Güvenli bir ev bizim için lüks
"İstanbul’da yaşayan işçi emekçiler olarak beklenen İstanbul depreminden korkuyoruz. Depremden beri uyuyamaz olduk."

Fotoğraf: DHA
Metal işçisi bir kadın
Esenyurt-İstanbul
Merhaba Evrensel okurları.
Ben metal fabrikasında çalışan bir kadın işçiyim. Depremin üzerinden neredeyse bir ay geçti. Enkazın altında hep işçi emekçiler kaldı. Deprem hayatımızın her anında. İş yerinde arkadaşlarla her gün depremi konuşuyoruz. “Afetin önüne geçilmiyor”, “Devlet yetişemedi”, “Çok büyük bir felaketti” diyen arkadaşlar bile konuştukça büyük ihmal olduğunu kabul ediyorlar. Zamanında müdahale edilseydi, askerler ve madenciler erken gönderilseydi, bence can kaybı epey az olabilirdi.

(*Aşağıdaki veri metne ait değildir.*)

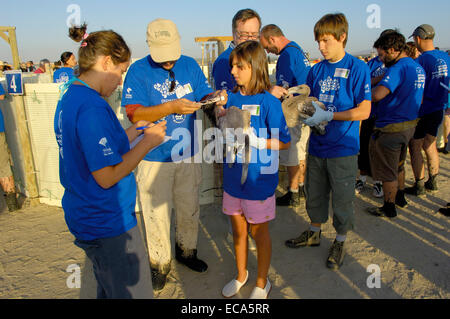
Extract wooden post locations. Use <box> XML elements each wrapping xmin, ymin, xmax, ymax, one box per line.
<box><xmin>1</xmin><ymin>26</ymin><xmax>40</xmax><ymax>204</ymax></box>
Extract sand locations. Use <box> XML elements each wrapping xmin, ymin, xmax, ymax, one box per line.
<box><xmin>0</xmin><ymin>153</ymin><xmax>449</xmax><ymax>299</ymax></box>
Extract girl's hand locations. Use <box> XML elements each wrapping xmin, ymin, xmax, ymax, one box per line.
<box><xmin>214</xmin><ymin>89</ymin><xmax>228</xmax><ymax>106</ymax></box>
<box><xmin>143</xmin><ymin>120</ymin><xmax>167</xmax><ymax>148</ymax></box>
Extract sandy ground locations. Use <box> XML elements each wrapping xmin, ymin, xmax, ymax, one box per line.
<box><xmin>0</xmin><ymin>153</ymin><xmax>449</xmax><ymax>299</ymax></box>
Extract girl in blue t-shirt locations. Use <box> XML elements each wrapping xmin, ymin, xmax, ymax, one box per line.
<box><xmin>220</xmin><ymin>41</ymin><xmax>290</xmax><ymax>299</ymax></box>
<box><xmin>55</xmin><ymin>28</ymin><xmax>167</xmax><ymax>298</ymax></box>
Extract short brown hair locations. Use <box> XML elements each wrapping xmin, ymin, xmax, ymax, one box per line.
<box><xmin>261</xmin><ymin>24</ymin><xmax>284</xmax><ymax>40</ymax></box>
<box><xmin>314</xmin><ymin>13</ymin><xmax>348</xmax><ymax>47</ymax></box>
<box><xmin>76</xmin><ymin>30</ymin><xmax>131</xmax><ymax>75</ymax></box>
<box><xmin>229</xmin><ymin>41</ymin><xmax>271</xmax><ymax>95</ymax></box>
<box><xmin>232</xmin><ymin>9</ymin><xmax>261</xmax><ymax>33</ymax></box>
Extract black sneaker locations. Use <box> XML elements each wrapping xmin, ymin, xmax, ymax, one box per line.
<box><xmin>151</xmin><ymin>269</ymin><xmax>168</xmax><ymax>291</ymax></box>
<box><xmin>395</xmin><ymin>190</ymin><xmax>408</xmax><ymax>208</ymax></box>
<box><xmin>285</xmin><ymin>230</ymin><xmax>321</xmax><ymax>248</ymax></box>
<box><xmin>366</xmin><ymin>202</ymin><xmax>397</xmax><ymax>218</ymax></box>
<box><xmin>438</xmin><ymin>203</ymin><xmax>450</xmax><ymax>217</ymax></box>
<box><xmin>404</xmin><ymin>181</ymin><xmax>425</xmax><ymax>196</ymax></box>
<box><xmin>276</xmin><ymin>191</ymin><xmax>300</xmax><ymax>207</ymax></box>
<box><xmin>326</xmin><ymin>240</ymin><xmax>345</xmax><ymax>270</ymax></box>
<box><xmin>175</xmin><ymin>243</ymin><xmax>208</xmax><ymax>273</ymax></box>
<box><xmin>424</xmin><ymin>175</ymin><xmax>438</xmax><ymax>191</ymax></box>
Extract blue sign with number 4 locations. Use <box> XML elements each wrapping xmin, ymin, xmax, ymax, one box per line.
<box><xmin>5</xmin><ymin>70</ymin><xmax>24</xmax><ymax>95</ymax></box>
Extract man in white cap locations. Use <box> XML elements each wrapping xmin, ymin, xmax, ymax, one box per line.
<box><xmin>405</xmin><ymin>24</ymin><xmax>450</xmax><ymax>195</ymax></box>
<box><xmin>121</xmin><ymin>18</ymin><xmax>227</xmax><ymax>291</ymax></box>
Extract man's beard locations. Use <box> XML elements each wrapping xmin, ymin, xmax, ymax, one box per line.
<box><xmin>384</xmin><ymin>52</ymin><xmax>401</xmax><ymax>67</ymax></box>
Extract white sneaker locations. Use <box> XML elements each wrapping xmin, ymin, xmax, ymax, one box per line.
<box><xmin>373</xmin><ymin>181</ymin><xmax>384</xmax><ymax>198</ymax></box>
<box><xmin>249</xmin><ymin>279</ymin><xmax>271</xmax><ymax>299</ymax></box>
<box><xmin>222</xmin><ymin>270</ymin><xmax>249</xmax><ymax>298</ymax></box>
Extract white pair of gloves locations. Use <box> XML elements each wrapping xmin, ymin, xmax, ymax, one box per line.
<box><xmin>303</xmin><ymin>101</ymin><xmax>334</xmax><ymax>127</ymax></box>
<box><xmin>224</xmin><ymin>128</ymin><xmax>267</xmax><ymax>150</ymax></box>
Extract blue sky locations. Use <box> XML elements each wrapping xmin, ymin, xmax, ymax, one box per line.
<box><xmin>1</xmin><ymin>0</ymin><xmax>449</xmax><ymax>63</ymax></box>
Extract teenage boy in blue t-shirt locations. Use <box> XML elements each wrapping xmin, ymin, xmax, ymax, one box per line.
<box><xmin>212</xmin><ymin>8</ymin><xmax>261</xmax><ymax>91</ymax></box>
<box><xmin>406</xmin><ymin>24</ymin><xmax>450</xmax><ymax>195</ymax></box>
<box><xmin>284</xmin><ymin>13</ymin><xmax>371</xmax><ymax>270</ymax></box>
<box><xmin>259</xmin><ymin>24</ymin><xmax>311</xmax><ymax>207</ymax></box>
<box><xmin>122</xmin><ymin>19</ymin><xmax>227</xmax><ymax>291</ymax></box>
<box><xmin>366</xmin><ymin>31</ymin><xmax>425</xmax><ymax>218</ymax></box>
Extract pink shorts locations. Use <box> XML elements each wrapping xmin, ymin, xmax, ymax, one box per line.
<box><xmin>222</xmin><ymin>191</ymin><xmax>276</xmax><ymax>224</ymax></box>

“Tek yürek” diye güya yardım kampanyası başlattılar. Fabrikada bazı arkadaşlar, “Allah devletimize zeval vermesin, Allah işverenlere daha çok kazandırsın” diyorlar. İşverenler bizden çaldıklarını verdiler. Bunları arkadaşlara anlatıyorum. İnsanlar soğuktan öldü. Bu kadar destek ve bağış almasına rağmen deprem bölgesine çadır kuramayan Kızılay elindeki çadırları da Ahbap’a sattı. O çadırlar zaten halkın çadırı değil mi?
Fabrikadaki bazı arkadaşlar müdahalede gecikildiğini ve yardımların yerine ulaşmadığını görünce devlete yakın kurumlara güvenini kaybedip Ahbap’a bağış yapmışlardı. Bir yandan Kızılay’ın bu ihtiyaçları parayla satması, diğer yandan güvendiğimiz kuruma yaptığımız bağışın dönüp dolaşıp yine güvenmediğimiz yerlere gitmesi...
İstanbul’da yaşayan işçi emekçiler olarak beklenen İstanbul depreminden korkuyoruz. Depremden beri uyuyamaz olduk. Ben ölmekten korkmuyorum, hatta hemen ölsem iyi diyorum. Enkaz altında kalsak kaç gün sonra İstanbul’a müdahale edilecek? Kim bize ulaşacak? İşyerindeki arkadaşlar da benim gibi düşünüyor. Her gün bunları düşünüp konuşuyoruz.
İş yerinde de güvencemiz yok. En ufak sallantıda her şey kafamıza düşecek gibi. Ne deprem tatbikatı ne bilgilendirme var. Toplanma alanı yok. Ne iş yerinde ne de evde güvende hissediyoruz. Binamız yıkıldıktan, biz öldükten sonra yapılan müdahalenin ne anlamı var? Ki Maraş depreminde gördük, o da yapılmıyor. Evlerimizi kontrol ettirip uygun olmayan yerleri boşaltalım desek, daha güvenli bir binaya taşınmak biz işçilere emekçilere lüks. Kiralar aldığımız asgari ücretlere denk. Hatta üzerinde bile.
Binalarımız ayaktayken ve biz yaşarken gerekli önlemler acilen alınmalı. İstanbul depremine hazırlık için seferberlik ilan edilmeli. Bu depremde halk büyük zorlukların dayanışmayla nasıl aşılabileceğini gösterdi. İstanbul depreminin felakete dönüşmesini önlemek için de bu dayanışmayı örgütlemeye devam etmeliyiz.